Cuban crisis deepens

I put up a post a couple of days ago about Cuba. Today, it seems as if the situation there is growing more confused, with conflicting information about what is going on with Fidel Castro's health, the failure of his designated successor, his brother Raul, to make a public appearance, and the call up of reservists and the placement of the military on 'high alert' status, apparently fearing a Bay of Pigs style invasion by Cuban exiles, maybe backed by U.S. military forces.

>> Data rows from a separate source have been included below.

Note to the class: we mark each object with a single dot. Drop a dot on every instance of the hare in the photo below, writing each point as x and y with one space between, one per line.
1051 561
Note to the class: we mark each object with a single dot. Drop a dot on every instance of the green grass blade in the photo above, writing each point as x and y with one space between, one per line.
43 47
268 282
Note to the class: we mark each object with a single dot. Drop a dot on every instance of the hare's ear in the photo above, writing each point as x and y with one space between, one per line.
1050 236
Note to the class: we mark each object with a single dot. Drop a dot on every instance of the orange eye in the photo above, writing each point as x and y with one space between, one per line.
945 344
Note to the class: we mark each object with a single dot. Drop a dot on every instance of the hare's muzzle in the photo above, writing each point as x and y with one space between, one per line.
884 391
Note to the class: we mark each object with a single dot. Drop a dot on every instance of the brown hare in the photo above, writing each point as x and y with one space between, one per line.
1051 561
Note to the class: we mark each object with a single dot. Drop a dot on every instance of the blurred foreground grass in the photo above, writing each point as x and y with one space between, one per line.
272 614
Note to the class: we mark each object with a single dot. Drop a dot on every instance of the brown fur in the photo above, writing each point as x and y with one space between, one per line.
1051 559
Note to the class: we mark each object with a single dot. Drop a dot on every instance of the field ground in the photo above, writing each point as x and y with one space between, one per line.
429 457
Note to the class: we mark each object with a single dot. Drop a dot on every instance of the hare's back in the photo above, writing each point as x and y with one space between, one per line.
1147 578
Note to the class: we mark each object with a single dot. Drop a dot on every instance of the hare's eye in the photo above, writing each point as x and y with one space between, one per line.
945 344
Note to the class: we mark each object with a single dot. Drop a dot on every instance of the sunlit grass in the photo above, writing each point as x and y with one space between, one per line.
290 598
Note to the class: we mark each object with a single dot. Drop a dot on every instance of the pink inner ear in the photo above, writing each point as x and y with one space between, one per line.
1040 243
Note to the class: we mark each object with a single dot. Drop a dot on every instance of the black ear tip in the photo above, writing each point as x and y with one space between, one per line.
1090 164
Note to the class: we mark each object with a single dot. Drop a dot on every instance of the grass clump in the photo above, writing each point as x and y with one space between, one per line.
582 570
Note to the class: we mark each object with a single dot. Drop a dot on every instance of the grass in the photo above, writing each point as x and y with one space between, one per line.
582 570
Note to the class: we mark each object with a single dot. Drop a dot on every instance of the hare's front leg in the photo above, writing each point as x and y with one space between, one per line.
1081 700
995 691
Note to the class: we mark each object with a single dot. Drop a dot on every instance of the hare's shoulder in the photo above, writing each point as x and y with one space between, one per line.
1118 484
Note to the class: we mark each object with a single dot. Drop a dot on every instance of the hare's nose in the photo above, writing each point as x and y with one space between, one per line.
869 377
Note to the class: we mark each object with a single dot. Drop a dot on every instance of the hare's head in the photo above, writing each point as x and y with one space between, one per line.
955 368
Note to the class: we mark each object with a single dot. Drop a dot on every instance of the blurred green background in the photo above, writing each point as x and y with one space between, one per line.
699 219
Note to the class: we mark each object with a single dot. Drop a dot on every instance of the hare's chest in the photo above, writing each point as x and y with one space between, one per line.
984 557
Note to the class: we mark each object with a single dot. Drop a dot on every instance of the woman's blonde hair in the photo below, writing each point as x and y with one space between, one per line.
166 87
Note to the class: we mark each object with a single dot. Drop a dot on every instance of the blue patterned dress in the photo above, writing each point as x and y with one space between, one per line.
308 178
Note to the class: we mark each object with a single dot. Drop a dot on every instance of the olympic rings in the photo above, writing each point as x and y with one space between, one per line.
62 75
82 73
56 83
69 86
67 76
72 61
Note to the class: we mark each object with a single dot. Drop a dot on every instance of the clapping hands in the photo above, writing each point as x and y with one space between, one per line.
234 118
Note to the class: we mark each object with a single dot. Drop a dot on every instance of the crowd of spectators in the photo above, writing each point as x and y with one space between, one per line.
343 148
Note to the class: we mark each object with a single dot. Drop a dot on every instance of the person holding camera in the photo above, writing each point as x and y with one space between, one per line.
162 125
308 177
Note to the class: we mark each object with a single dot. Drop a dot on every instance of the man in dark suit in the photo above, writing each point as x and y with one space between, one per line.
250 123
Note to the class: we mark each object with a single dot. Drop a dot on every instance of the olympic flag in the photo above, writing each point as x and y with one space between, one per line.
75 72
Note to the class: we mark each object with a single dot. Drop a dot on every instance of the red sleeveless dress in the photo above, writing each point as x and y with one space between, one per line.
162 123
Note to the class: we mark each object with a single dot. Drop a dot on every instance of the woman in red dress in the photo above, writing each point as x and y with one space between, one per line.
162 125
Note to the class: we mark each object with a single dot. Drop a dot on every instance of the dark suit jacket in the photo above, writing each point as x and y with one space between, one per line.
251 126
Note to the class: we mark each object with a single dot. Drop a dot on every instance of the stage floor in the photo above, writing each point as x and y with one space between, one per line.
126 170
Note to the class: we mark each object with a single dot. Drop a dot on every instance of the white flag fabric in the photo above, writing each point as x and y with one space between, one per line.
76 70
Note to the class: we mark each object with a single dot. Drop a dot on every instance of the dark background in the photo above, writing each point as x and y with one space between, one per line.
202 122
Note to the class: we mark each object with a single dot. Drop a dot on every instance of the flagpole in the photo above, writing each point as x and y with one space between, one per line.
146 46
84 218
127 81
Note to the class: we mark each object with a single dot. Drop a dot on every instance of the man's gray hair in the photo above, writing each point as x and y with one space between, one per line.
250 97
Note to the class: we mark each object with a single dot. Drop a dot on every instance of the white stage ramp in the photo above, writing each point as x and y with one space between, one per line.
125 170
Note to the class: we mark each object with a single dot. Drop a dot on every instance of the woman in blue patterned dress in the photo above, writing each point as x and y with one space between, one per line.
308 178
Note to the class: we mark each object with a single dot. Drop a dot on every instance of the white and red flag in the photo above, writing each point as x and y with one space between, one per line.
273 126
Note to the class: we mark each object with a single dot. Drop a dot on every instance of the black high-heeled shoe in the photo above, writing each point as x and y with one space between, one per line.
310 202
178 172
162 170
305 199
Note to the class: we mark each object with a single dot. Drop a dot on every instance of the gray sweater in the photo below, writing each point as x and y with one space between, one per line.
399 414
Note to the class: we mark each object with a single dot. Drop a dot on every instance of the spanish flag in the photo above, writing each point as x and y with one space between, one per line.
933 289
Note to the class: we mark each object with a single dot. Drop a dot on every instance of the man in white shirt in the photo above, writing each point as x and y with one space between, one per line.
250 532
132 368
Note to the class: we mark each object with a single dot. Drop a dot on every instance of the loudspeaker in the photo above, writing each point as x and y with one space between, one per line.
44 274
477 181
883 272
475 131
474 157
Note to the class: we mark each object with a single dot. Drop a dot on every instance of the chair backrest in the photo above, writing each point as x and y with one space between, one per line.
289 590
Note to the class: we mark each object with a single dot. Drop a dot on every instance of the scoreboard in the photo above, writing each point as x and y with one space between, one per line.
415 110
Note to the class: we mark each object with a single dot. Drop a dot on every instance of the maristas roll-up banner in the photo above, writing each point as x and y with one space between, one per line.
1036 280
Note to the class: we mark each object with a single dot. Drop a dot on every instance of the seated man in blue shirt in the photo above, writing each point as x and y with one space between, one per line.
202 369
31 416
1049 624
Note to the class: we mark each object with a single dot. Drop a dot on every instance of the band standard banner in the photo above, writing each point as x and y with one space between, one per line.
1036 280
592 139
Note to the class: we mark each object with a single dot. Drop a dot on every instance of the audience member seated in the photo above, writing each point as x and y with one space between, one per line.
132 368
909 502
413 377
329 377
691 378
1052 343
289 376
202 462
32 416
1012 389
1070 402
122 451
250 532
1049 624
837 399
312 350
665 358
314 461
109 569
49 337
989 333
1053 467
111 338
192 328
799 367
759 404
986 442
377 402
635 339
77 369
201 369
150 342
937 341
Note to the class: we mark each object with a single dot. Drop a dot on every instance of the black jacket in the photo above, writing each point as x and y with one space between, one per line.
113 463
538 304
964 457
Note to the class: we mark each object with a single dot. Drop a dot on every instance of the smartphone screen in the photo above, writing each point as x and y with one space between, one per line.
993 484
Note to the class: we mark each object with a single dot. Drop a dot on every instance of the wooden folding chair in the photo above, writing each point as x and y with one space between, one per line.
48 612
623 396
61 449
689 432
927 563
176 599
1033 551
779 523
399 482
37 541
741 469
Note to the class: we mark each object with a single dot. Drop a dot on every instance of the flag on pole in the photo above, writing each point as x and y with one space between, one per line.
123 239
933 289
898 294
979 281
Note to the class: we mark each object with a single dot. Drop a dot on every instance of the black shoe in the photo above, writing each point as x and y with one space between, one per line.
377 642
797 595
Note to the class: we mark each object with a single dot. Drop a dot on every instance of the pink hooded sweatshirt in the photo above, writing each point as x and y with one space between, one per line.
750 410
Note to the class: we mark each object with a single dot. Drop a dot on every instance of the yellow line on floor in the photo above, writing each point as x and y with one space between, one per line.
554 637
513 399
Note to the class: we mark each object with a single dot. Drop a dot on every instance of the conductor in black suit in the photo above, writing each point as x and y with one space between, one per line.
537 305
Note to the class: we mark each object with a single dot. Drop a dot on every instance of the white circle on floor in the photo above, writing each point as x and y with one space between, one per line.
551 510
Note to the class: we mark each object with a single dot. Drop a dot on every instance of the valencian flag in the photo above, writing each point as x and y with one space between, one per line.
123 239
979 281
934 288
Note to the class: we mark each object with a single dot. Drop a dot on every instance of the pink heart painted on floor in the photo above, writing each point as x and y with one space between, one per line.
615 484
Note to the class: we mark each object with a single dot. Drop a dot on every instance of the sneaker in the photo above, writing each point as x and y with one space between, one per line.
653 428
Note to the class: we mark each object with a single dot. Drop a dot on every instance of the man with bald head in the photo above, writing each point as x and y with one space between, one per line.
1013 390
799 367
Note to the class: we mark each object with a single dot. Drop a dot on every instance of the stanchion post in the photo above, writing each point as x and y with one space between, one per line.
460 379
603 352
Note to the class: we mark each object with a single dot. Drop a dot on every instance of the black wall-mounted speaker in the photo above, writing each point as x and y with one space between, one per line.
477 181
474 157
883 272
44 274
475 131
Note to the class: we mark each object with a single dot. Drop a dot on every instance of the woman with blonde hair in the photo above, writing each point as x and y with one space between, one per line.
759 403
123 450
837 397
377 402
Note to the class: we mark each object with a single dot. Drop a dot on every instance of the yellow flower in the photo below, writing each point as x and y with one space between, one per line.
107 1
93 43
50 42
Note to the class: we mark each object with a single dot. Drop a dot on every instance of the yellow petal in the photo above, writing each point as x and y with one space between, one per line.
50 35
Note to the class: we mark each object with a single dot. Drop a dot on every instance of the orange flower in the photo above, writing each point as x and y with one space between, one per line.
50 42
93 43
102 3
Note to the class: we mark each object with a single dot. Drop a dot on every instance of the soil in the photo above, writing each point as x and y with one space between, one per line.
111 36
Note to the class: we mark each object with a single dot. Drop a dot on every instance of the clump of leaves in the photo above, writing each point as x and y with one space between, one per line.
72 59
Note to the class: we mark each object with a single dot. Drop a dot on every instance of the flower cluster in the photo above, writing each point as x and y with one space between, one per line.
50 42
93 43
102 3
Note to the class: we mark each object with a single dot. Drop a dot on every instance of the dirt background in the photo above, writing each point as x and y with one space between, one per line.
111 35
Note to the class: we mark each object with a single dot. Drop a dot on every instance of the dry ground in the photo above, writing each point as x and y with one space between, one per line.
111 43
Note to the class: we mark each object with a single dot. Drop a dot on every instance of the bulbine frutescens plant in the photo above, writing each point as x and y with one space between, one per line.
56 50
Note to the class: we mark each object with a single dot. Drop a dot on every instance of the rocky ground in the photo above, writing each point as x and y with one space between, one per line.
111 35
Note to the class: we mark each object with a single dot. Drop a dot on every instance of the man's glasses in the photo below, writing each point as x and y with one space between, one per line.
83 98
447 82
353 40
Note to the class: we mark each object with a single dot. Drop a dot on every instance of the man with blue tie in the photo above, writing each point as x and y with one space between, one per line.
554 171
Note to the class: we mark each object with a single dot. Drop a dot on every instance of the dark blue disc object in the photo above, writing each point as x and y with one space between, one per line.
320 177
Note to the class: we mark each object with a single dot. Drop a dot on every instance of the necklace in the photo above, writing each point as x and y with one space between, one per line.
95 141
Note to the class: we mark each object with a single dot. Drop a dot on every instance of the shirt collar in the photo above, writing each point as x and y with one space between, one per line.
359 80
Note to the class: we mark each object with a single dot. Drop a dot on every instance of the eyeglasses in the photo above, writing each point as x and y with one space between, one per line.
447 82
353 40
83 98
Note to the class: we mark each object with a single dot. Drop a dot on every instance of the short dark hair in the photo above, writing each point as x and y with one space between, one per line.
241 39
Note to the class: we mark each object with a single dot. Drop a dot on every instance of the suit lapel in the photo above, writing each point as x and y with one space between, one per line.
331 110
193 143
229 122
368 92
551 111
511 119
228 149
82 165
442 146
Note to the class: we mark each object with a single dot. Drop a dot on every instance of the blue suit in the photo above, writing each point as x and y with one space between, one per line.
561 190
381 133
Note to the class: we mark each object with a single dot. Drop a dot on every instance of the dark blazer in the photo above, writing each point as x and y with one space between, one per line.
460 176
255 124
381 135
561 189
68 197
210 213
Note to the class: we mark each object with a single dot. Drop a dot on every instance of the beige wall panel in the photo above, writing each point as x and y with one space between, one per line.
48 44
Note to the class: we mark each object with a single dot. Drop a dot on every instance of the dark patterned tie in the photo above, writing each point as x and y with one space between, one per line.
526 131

And the exile groups are making it sound as if that outcome could be more than just a delusional fantasy. Ramon Raul Sanchez, leader of an exile group called the 'Democracy Movement' says he is organizing a flotilla, despite calls from the Bush administration not to, and he will sail to the island "when the regime begins to crack."

In the post I made earlier this week, I said that the U.S., by relying on a hard line embargo exclusively as our only policy towards the Castro regime, has 'dealt itself out of the game' in terms of the future of Cuba. Many other countries, ranging from Hugo Chavez' Venezuela to Canada, China and European countries, have more influence in Cuba than we do. Our failure to develop a more constructive policy towards Cuba makes it likely that the only way the U.S. will be involved in post-Castro Cuba is violently, if the rumored invasion in fact occurs. And if it does, I suspect the Cuban people would see it as an invasion and defend themselves and likely to lead to the same outcome as the Bay of Pigs.

We had 47 years to reconsider our policy towards Cuba and replace the embargo with a more constructive relationship in preparation for the day that is either upon us right now, or will be upon us in not very much longer.

And our time to do anything more to prepare for it is now over.

1 comment:

Anonymous said...

Since we're doing Vietnam II in Iraq, Berlin Wall II on our own Mexican border, and Cuban Missile Crisis II in North Korea why can't we have Bay of Pigs II in Cuba? I mean, there are just soooo many bad ideas from the 1960's we could dust off and try again.


The thought of an invasion of Cuba by Cuban exiles is quite scary, actually. There's no way such a thing could be pulled off without a willfully blind eye being turned towards it by the US government, if not more active cooperation.

But you're right, the only real the US can influence events in Cuba is violently.